Bertrand Tavernier est parti, fin d’un long « voyage à travers le cinéma »

Le cinéaste Bertrand Tavernier le 1er septembre 2017 lors du festival du cinéma américain de Deauville © AFP/Archives CHARLY TRIBALLEAU

Réalisateur phare et « encyclopédie du 7e art »: mort à 79 ans, Bertrand Tavernier laisse la marque d’un cinéaste humaniste, érudit et engagé, admiré au-delà des frontières et apprécié d’un large public.

Auteur de films comme « Coup de Torchon » et « L.627 », il est décédé jeudi, a annoncé l’Institut Lumière de Lyon, l’une des mémoires du cinéma en France, qu’il présidait.

« Avec son épouse Sarah, ses enfants Nils et Tiffany et ses petits-enfants, l’Institut Lumière et (son directeur) Thierry Frémaux ont la tristesse et la douleur de vous faire part de la disparition, ce jour, de Bertrand Tavernier », a ajouté l’institution.

Personnalité du cinéma français, artiste engagé à l’œuvre éclectique et reconnue à l’étranger, celui qui arborait une chevelure ivoire et des lunettes, a réalisé des films d’époque et contemporains, avec une prédilection pour les sujets brûlants.

En plus d’un demi-siècle de carrière, ses films ont été largement récompensés : prix 1974 Louis-Delluc pour « L’horloger de Saint-Paul », nomination aux Oscars 1983 pour « Coup de torchon », prix de la mise en scène à Cannes en 1984 pour « Un dimanche à la campagne », BAFTA 1990 du meilleur film étranger pour « La vie et rien d’autre », Ours d’Or 1995 à Berlin pour « L’appât », Lion d’Or à Venise pour l’ensemble de sa carrière (2015).

Rochefort et Noiret

Sa disparition touche des générations de cinéphiles : il rejoint des grands noms du cinéma français disparus ces dernières années, comme les acteurs Jean Rochefort et Philippe Noiret, qu’il enrôlait en 1974 dans l' »Horloger de Saint-Paul » puis, en costumes d’époque dans « Que la fête commence ».

Mais Tavernier avait aussi su renouveler son public, recyclant Thierry Lhermitte en diplomate dans « Quai d’Orsay » (2012) ou plongeant dans la moiteur de la Louisiane pour un thriller 100% américain, avec Tommy Lee Jones, « Dans la Brume électrique » (2009).

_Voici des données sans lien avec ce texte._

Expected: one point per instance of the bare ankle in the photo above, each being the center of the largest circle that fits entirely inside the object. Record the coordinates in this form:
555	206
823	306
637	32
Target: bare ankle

Le géant de la vidéo en ligne Netflix avait ajouté récemment une partie de ses films à son catalogue.

Tavernier, également scénariste et producteur, fut aussi un grand cinéphile investi dans la préservation et la transmission des films, qui avait signé, en 2016, un « Voyage à travers le cinéma français » pour évoquer les plus grands réalisateurs. Mû par le souci de défendre le cinéma français indépendant, il était aussi passionné par le cinéma américain du XXe siècle.

« Force de conviction »

Un amour qu’il a continué de partager jusqu’au bout, notamment sur le blog qu’il tenait sur le site de la société des auteurs et compositeurs dramatiques (SACD, https://www.tavernier.blog.sacd.fr).

Fin janvier, il y conseillait encore une série de DVD de films américains, échangeant avec passion avec des internautes sur la « cancel culture » et le « politiquement correct ».

« Bertrand Tavernier est parti. Le cinéma français le pleure. Le cinéaste, le cinéphile, la mémoire, tout concourait à l’exercice d’un art auquel il a dédié sa vie », a salué l’ancien président du festival de Cannes Gilles Jacob, sur les réseaux sociaux. « Il ne nous racontera plus ses histoires avec cette percutante force de conviction qui en faisait un auteur si précieux ».

« La disparition de Bertrand Tavernier est tellement triste, tellement dramatique ! », a lancé le patron du distributeur Le Pacte, Jean Labadie, qui l’a accompagné sur plusieurs de ses films.

« Bertrand Tavernier était, à l’égal d’un Martin Scorsese, une véritable encyclopédie du 7ème art qu’il a servi avec passion et talent », a ajouté le président du Conseil supérieur de l’audiovisuel Roch-Olivier Maistre.

Des personnalités de Lyon, une ville où il était né le 25 avril 1941, fils d’un écrivain et résistant, où se trouve l’Institut Lumière et qui lui tenait à coeur, lui ont également rendu hommage, comme l’ancien ministre de l’Intérieur Gérard Collomb.